Certain panel types are more susceptible to ghosting and slow response times than others. TN panels tend to have faster response times than IPS and VA, although in any category, you will find that some panels are better than others.
Even more confusing, the response time values that you see on the monitor specifications page may be misleading – so even though the monitor claims a response time of 1ms, it might show a bad amount of ghosting. Don’t put too much stock in the numbers in the box, read monitor reviews from experts like us to see how well the display handles movement.

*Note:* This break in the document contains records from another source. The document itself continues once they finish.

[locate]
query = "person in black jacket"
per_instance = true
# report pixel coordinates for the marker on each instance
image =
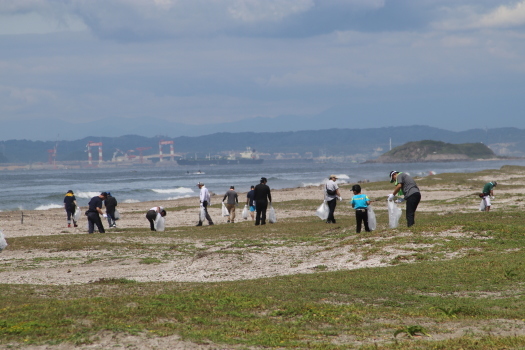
(262, 196)
(94, 212)
(70, 204)
(111, 204)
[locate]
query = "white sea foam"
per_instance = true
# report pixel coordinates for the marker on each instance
(49, 206)
(86, 194)
(174, 190)
(131, 201)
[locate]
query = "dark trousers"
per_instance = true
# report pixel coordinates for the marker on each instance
(208, 217)
(361, 216)
(260, 212)
(94, 220)
(412, 203)
(70, 214)
(151, 215)
(331, 210)
(111, 218)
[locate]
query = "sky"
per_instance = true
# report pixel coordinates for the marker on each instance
(453, 64)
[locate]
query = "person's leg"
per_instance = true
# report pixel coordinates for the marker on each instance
(151, 215)
(365, 220)
(208, 217)
(358, 220)
(331, 210)
(232, 213)
(412, 203)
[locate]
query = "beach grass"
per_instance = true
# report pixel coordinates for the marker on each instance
(453, 281)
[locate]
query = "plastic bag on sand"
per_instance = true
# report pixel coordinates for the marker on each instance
(272, 219)
(372, 222)
(159, 223)
(482, 205)
(322, 211)
(3, 242)
(225, 210)
(202, 214)
(394, 213)
(76, 215)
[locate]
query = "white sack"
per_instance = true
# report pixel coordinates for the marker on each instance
(394, 213)
(159, 223)
(225, 210)
(322, 211)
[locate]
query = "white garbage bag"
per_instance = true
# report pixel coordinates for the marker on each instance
(159, 223)
(272, 219)
(372, 222)
(3, 242)
(322, 211)
(225, 210)
(482, 205)
(202, 213)
(76, 214)
(394, 213)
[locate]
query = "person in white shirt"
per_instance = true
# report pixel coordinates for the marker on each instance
(205, 201)
(151, 215)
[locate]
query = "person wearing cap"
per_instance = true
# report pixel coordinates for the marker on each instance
(262, 196)
(111, 205)
(205, 199)
(488, 194)
(94, 211)
(406, 187)
(151, 215)
(331, 195)
(70, 205)
(231, 203)
(250, 201)
(360, 203)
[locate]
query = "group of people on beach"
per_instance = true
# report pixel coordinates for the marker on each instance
(259, 198)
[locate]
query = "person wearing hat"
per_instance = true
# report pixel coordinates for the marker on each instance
(407, 187)
(70, 205)
(111, 205)
(331, 194)
(232, 202)
(94, 211)
(488, 194)
(151, 215)
(205, 199)
(262, 196)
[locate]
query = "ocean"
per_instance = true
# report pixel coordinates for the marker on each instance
(45, 189)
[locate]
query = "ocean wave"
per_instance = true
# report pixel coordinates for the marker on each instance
(131, 201)
(174, 190)
(49, 206)
(89, 194)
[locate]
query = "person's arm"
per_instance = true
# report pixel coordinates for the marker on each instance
(398, 187)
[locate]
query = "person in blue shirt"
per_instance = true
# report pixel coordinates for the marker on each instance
(360, 203)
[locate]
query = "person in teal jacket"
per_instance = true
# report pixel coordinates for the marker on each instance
(360, 203)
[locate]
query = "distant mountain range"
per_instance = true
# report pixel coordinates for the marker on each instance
(361, 143)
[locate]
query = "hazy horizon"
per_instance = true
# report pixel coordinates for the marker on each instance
(450, 64)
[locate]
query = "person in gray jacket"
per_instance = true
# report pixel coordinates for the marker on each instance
(231, 203)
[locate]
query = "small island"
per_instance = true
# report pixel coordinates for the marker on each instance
(435, 151)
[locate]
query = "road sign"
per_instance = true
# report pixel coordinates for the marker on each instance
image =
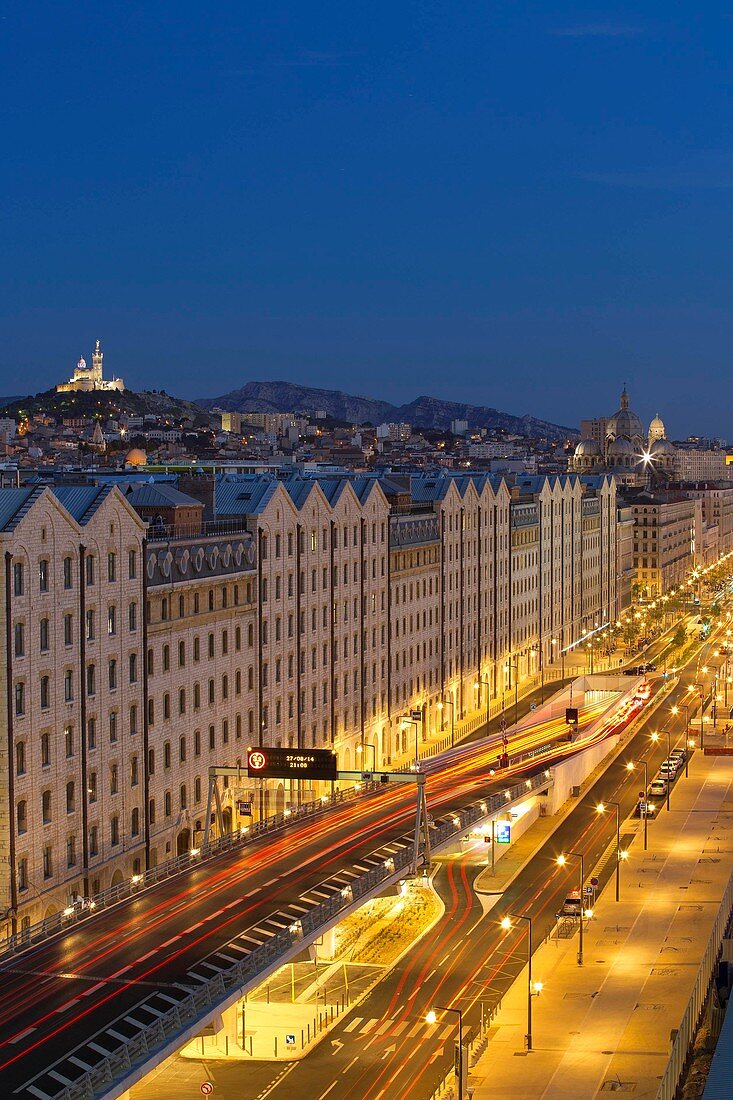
(292, 763)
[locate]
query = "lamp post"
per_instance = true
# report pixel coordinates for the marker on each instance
(449, 702)
(561, 859)
(532, 990)
(555, 642)
(632, 767)
(655, 738)
(368, 745)
(601, 810)
(514, 664)
(477, 688)
(404, 721)
(431, 1018)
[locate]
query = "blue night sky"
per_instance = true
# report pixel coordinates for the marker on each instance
(522, 205)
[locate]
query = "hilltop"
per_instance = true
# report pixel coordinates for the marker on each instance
(423, 413)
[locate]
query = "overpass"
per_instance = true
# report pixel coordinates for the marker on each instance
(91, 1010)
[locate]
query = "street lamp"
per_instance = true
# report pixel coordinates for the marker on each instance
(514, 664)
(430, 1019)
(449, 702)
(601, 810)
(561, 860)
(368, 745)
(632, 767)
(477, 688)
(532, 990)
(655, 738)
(404, 722)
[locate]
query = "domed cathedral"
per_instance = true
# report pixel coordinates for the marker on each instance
(619, 444)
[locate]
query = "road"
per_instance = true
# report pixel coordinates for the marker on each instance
(74, 1000)
(384, 1047)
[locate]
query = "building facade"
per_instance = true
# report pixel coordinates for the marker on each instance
(359, 614)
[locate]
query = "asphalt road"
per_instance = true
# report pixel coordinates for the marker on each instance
(69, 1002)
(384, 1047)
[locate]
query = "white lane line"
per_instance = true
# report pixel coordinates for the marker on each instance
(17, 1038)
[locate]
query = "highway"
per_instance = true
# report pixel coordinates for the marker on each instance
(389, 1049)
(69, 1002)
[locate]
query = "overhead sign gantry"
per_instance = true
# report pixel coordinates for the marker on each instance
(320, 765)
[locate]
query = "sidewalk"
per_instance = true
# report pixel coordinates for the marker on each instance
(606, 1026)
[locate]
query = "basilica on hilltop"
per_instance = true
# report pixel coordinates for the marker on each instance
(88, 378)
(619, 444)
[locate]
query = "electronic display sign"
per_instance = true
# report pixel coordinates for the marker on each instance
(291, 763)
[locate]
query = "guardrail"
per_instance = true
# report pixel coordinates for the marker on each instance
(193, 1013)
(130, 888)
(690, 1021)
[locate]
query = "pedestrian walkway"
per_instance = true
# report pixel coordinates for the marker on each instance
(606, 1026)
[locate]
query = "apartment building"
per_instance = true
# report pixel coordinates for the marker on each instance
(667, 538)
(351, 613)
(72, 803)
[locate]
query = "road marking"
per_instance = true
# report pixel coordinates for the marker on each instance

Often, gaming monitors will come with Overdrive or Response Time settings to reduce ghosting. Check the display on your screen to see what is available. Changing this feature to the top can reduce the amount of ghosting, but changing it too high can cause pixel transitions to exceed the desired shadow, causing reverse ghosting artifacts.
I usually find the second highest setting is a good balance, but it depends on the monitor. If you are not sure, the Blur Busters ghosting test can help you find out which settings. Try each setting to see which works best for you.
Next to the overdrive’s settings, you can also find separate motion blur reduction settings. This is known by many names, including LightBoost, Ultra Low Motion Blur (ULMB), Dynamic Accuracy (DyAc), Extreme Low Motion Blur (ELMB), or Motion Pixel Response Time (MPRT), to name a few. These features illuminate the backlight in a way that reduces or eliminates blurred motion, although some implementations are better than others.
On many monitors, this can cause terrible artifacts and image duplication, so again, try it yourself to see if you like the way your monitor handles it.
Again, these features tend to be available on monitors that focus on the game – you might not find them on screens that focus on offices at a low price. So when it comes time to upgrade your monitor, be sure to look for features such as high refresh rates and blur reduction if you care about subtle and clear movements.